Here is a good "Top 10" list of MySQL optimizations. At least a couple apply in your situation directly:
http://20bits.com/articles/10-tips-for-optimizing-mysql-queries-that-dont-suck/
Here is another good optimization article that goes into server settings as well (for InnoDB specifically):
http://www.mysqlperformanceblog.com/2007/11/01/innodb-performance-optimization-basics/
Based on the CREATE TABLE statement you provided, I did think of another thing that you should address (again, not a query-killer but it is another performance hit). Unless there is a business case for using a bigint for your ID field, choose an int instead. An int will allow 2.1 billion rows so you shouldn't run out of numbers. Making this switch will save you disk space and it will improve query performance. Here is an article about it:
http://ronaldbradford.com/blog/bigint-v-int-is-there-a-big-deal-2008-07-18/
Try using the minimum size of id as possible. If it's a numeric key that you know will never be larger than a few million, you could use a MEDIUMINT UNSIGNED and save yourself a byte for each record over an INT, which might speed up searches a little. Still, 3 GB is an awful lot for just 350,000 rows.
It sounds like you might also get some bang for your buck by using the partitioning feature to split your table up into logical units.

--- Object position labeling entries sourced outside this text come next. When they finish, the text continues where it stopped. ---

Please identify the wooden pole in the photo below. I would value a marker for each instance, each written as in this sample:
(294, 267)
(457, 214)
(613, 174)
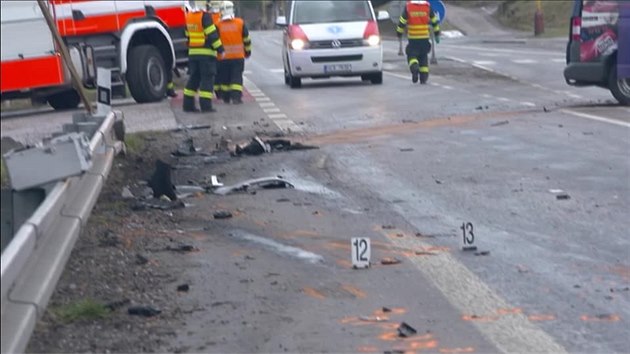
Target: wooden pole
(65, 55)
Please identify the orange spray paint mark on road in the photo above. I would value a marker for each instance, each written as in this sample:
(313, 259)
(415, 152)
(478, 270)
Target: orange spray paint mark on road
(368, 349)
(314, 293)
(510, 311)
(601, 318)
(538, 318)
(353, 290)
(457, 350)
(476, 318)
(362, 134)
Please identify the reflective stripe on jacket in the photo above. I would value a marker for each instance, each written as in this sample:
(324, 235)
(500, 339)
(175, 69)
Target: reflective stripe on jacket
(417, 18)
(235, 38)
(203, 38)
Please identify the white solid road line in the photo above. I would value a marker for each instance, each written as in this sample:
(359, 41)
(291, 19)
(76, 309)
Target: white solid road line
(595, 117)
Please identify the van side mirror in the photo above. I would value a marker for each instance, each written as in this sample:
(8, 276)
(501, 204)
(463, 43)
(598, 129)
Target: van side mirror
(281, 21)
(382, 15)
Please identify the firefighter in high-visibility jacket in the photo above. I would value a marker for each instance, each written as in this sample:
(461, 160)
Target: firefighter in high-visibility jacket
(204, 44)
(417, 16)
(214, 7)
(238, 46)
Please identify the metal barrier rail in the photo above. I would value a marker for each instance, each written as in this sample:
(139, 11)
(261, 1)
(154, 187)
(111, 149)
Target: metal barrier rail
(34, 260)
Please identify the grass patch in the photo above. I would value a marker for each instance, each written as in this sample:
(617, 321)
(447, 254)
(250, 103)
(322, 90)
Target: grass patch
(519, 14)
(86, 309)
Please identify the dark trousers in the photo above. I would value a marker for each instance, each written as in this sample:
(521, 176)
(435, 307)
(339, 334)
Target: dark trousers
(201, 71)
(418, 56)
(231, 78)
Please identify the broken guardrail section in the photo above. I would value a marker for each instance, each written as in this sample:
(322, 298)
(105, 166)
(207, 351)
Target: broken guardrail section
(71, 170)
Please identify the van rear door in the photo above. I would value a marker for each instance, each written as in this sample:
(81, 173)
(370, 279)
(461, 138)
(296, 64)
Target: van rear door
(623, 53)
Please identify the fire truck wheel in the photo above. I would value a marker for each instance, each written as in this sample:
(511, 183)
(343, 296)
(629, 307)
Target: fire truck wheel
(146, 74)
(64, 100)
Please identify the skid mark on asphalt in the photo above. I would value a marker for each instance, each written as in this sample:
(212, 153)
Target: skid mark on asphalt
(510, 330)
(269, 108)
(364, 134)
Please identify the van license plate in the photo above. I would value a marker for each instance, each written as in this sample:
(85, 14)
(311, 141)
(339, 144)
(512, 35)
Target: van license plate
(337, 68)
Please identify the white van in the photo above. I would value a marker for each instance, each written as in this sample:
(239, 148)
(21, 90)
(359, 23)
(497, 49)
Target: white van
(326, 38)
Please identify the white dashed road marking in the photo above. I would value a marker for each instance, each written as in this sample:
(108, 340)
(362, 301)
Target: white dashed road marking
(595, 117)
(273, 112)
(524, 61)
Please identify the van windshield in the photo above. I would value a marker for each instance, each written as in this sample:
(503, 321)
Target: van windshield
(330, 11)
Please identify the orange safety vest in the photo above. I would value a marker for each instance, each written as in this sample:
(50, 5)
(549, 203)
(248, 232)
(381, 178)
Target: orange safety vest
(216, 18)
(231, 32)
(194, 28)
(418, 19)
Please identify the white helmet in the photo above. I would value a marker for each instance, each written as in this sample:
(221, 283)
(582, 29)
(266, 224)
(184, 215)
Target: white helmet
(191, 6)
(214, 5)
(227, 10)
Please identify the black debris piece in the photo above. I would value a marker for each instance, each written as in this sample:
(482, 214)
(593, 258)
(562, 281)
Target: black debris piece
(145, 311)
(115, 305)
(405, 330)
(186, 148)
(287, 145)
(157, 204)
(247, 186)
(192, 127)
(503, 122)
(161, 182)
(563, 196)
(222, 214)
(181, 248)
(141, 260)
(255, 147)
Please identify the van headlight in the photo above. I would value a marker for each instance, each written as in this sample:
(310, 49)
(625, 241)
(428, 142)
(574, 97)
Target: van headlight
(373, 40)
(297, 44)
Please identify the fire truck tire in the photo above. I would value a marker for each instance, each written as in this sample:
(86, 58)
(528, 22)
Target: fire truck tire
(146, 74)
(64, 100)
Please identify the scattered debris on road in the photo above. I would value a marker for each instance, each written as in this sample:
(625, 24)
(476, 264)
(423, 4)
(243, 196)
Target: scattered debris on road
(222, 214)
(145, 311)
(181, 248)
(405, 330)
(563, 196)
(258, 147)
(497, 124)
(261, 183)
(390, 261)
(161, 182)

You might want to Google "mysql vertical partitioning" in particular; if there are large columns that you don't access frequently, it would be much more efficient to move them out into a separate table and only query it when you need it.

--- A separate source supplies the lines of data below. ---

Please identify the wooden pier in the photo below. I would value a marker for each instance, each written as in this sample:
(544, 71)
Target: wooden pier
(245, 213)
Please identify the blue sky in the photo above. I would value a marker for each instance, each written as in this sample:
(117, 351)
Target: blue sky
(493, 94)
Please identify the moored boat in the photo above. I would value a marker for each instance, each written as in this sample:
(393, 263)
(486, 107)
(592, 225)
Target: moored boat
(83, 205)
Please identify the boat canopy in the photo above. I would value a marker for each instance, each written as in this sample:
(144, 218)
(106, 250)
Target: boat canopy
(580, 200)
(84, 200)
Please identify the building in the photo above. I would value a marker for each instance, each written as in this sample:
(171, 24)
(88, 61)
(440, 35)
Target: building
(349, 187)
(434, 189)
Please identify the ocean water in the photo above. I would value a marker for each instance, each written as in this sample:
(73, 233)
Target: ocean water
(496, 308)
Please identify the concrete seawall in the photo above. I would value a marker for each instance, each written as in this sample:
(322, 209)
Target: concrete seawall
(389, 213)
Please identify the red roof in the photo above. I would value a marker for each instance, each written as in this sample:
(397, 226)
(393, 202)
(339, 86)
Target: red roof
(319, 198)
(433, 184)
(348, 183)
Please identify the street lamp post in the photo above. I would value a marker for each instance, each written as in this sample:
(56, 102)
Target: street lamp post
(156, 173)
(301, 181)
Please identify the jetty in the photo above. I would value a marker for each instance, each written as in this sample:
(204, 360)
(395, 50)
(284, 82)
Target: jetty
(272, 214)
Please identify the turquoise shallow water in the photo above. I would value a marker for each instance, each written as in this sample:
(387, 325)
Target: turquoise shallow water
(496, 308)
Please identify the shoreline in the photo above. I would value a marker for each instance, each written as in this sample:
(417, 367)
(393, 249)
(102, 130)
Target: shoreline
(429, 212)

Could you post your CREATE TABLE statement as well as the output of EXPLAIN select data from table where id=XXX? How is the io wait on the system?
My best guess is that you're IO bound and because the rows aren't all the same size, it's having to search through the data. You have enough memory that it should be able to keep the data cached. This link describes some low level profiling in MySQL that might be helpful.
http://dev.mysql.com/tech-resources/articles/using-new-query-profiler.html
Things I would look for:
when are the slow queries appearing?
is it after a fresh start of the DB? then this might be just a temporary problem - queries hitting in a cold cache
is it during DB dump/load? - then change your backup policies - use replication for example, or add more disk IO (adding more disks in RAID, change disks to SSD, repartition your system on multiple disks, etc)
is it during peak read/write times? replication might also help here - write into master and load balance the reads between master and slaves
Also - is that mediumblob really necessary there?